2012 Bedrock "Kirschenmann Vineyard" Lodi Zinfandel
Robert Parker's Wine Advocate
The 2012 Zinfandel Kirschenmann comes from a vineyard owned by Larry Turley's viticulturist and winemaker, Tegan Passalacqua, that was planted in 1915. Because of the sandy soils, the vines were never grafted to root stocks. Every Zinfandel I tasted from this vineyard revealed a Pinot Noir-like, perfumed, elegant, cranberry, cherry and dusty loamy soil-filled character. Bedrock's delicious example possesses those characteristics along with abundant fragrance. Production was only 300 cases and the wine was aged in 20% new French oak. It achieved 14.6% natural alcohol. Consume it over the next 3-4 years. Morgan Twain Peterson, the son of Ravenswood's Joel Peterson, has hit the wine scene with a bang, producing vibrant, personality-filled, delicious wines from extremely old vines and, in some cases, virtually unknown grapes, such as Aubun, Teredalgo, Trousseau Noir, Le Noir, Mission, Trousseau Gris, Grand Noir and Abouriou, as well as Zinfandel, Syrah, Petite Sirah, Grenache, Carignan, Alicante Cabernet Sauvignon, Merlot and Tempranillo. Many of these sites are heritage terroirs from the ancient past which, until Peterson's arrival, were largely ignored or were co-mingled into some innocuous industrial blend. Bedrock's portfolio is filled with exciting wines.
From Sonoma County's Morgan Peterson, lifelong old vine Zinfandel-based blend specialist, who's secured an exciting new vineyard source, the Kirschenmann Vineyard in Lodi.
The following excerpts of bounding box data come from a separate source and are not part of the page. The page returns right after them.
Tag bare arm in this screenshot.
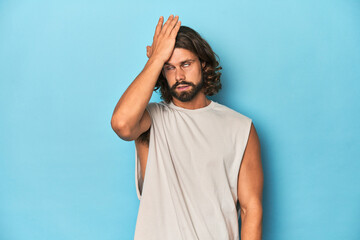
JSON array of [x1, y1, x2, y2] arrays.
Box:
[[238, 124, 264, 240], [111, 15, 181, 141]]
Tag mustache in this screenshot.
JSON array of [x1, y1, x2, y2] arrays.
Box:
[[173, 82, 193, 88]]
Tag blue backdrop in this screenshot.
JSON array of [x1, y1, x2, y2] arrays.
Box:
[[0, 0, 360, 240]]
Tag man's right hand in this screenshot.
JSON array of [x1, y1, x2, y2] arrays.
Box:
[[146, 14, 181, 63]]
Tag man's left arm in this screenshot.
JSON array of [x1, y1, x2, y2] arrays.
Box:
[[237, 123, 264, 240]]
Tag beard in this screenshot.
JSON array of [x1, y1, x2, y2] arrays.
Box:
[[170, 72, 204, 102], [170, 81, 203, 102]]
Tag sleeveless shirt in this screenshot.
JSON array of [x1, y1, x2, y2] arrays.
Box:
[[134, 101, 252, 240]]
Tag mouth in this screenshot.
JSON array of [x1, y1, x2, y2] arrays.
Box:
[[177, 85, 190, 91]]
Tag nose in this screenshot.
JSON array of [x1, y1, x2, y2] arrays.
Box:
[[175, 68, 185, 82]]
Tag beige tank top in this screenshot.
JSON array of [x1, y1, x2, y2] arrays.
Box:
[[134, 101, 252, 240]]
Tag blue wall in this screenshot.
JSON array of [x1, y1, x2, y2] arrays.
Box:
[[0, 0, 360, 240]]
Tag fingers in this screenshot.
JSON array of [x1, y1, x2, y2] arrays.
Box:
[[170, 21, 181, 38], [165, 16, 179, 36], [160, 14, 179, 36], [154, 16, 164, 39]]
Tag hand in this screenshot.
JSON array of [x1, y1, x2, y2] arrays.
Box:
[[146, 15, 181, 63]]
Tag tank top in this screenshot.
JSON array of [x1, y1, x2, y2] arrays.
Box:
[[134, 101, 252, 240]]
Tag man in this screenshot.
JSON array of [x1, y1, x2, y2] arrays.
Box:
[[111, 15, 263, 240]]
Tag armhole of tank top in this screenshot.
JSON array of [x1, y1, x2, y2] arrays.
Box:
[[135, 146, 144, 200], [236, 118, 252, 220], [135, 103, 153, 200]]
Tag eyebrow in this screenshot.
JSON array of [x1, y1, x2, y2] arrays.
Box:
[[164, 58, 195, 66]]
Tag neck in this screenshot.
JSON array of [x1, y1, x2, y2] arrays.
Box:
[[172, 95, 211, 109]]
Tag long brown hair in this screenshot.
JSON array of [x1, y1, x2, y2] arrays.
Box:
[[136, 26, 222, 145], [154, 26, 222, 103]]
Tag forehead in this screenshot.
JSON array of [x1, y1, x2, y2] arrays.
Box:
[[165, 48, 198, 65]]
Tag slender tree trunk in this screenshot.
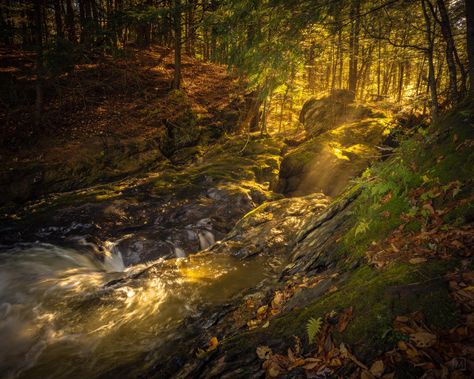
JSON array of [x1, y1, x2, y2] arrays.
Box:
[[421, 0, 439, 121], [465, 0, 474, 98], [348, 0, 360, 97], [34, 0, 44, 126], [66, 0, 77, 42], [434, 0, 459, 104], [53, 0, 64, 38], [173, 0, 181, 89]]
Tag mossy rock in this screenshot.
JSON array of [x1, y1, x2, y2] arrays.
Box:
[[277, 118, 393, 196]]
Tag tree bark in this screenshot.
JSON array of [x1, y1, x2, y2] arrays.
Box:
[[431, 0, 459, 104], [34, 0, 44, 126], [348, 0, 360, 97], [465, 0, 474, 98], [421, 0, 439, 121], [173, 0, 181, 89]]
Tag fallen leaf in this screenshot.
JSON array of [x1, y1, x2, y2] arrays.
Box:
[[410, 332, 436, 348], [360, 370, 375, 379], [337, 307, 354, 333], [207, 337, 219, 351], [257, 346, 272, 359], [408, 257, 427, 265], [303, 362, 320, 370], [370, 360, 385, 378], [257, 305, 268, 317], [272, 291, 284, 308]]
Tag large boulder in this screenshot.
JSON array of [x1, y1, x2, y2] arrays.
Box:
[[299, 90, 381, 136], [277, 95, 396, 196]]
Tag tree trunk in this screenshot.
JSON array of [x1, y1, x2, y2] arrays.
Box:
[[34, 0, 43, 126], [66, 0, 77, 42], [421, 0, 439, 121], [173, 0, 181, 89], [466, 0, 474, 98], [54, 0, 64, 38], [431, 0, 459, 104], [348, 0, 360, 97]]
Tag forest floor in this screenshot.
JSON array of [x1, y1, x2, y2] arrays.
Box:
[[0, 47, 242, 160], [0, 47, 244, 203]]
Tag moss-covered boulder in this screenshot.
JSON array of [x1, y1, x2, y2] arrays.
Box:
[[277, 117, 394, 196]]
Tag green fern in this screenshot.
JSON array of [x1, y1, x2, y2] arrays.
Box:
[[306, 317, 323, 343]]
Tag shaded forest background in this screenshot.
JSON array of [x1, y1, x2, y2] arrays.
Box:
[[0, 0, 474, 142]]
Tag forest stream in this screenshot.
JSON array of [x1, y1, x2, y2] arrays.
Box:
[[0, 243, 282, 378], [0, 0, 474, 379]]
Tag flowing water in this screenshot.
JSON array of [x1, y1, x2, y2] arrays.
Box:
[[0, 243, 281, 378]]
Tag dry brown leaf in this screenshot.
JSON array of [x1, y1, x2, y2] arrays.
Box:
[[303, 362, 320, 370], [360, 370, 375, 379], [408, 257, 427, 265], [207, 336, 219, 351], [370, 360, 385, 378], [337, 307, 354, 333], [410, 332, 437, 348], [257, 346, 273, 359]]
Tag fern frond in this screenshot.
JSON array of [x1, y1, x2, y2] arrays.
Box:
[[306, 317, 323, 343]]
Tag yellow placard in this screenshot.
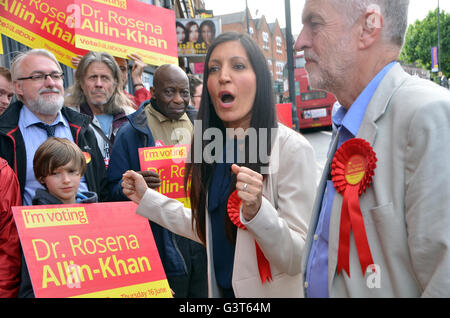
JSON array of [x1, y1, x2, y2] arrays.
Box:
[[75, 35, 178, 66], [0, 17, 76, 65]]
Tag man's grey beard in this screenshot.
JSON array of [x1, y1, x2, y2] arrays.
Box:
[[27, 89, 64, 115]]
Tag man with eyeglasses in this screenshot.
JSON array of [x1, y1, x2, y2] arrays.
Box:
[[0, 49, 107, 209]]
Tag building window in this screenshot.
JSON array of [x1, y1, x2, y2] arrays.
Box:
[[262, 32, 269, 50], [276, 36, 283, 54], [276, 61, 284, 81]]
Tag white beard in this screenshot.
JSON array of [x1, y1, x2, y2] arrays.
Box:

Planted to Zinfandel with small amounts of Petite Sirah, Mondeuse and a few other odds and ends this is a fantastic new find in the sea of Lodi vines. According to the winery: "Dry-farmed, own-rooted, and planted in 1915, Kirschenmann is owned and farmed by our dear friends Tegan and Olivia Passalacqua. Tegan, who is the farming and winemaking force behind the Turley wines along with his own Sandlands label, is probably the best farmer of head-trained vines in the state of California. The vineyard, which lies in a cool section of Lodi cradled by the Mokelumne River, makes wines of perfume and finesse. Though many think of Lodi as a very hot area, in reality Kirschenmann is cooler on most days than St. Helena and Calistoga. This, combined with the silica-rich soils and excellent, organic farming makes for a unique combination and equally delicious wine."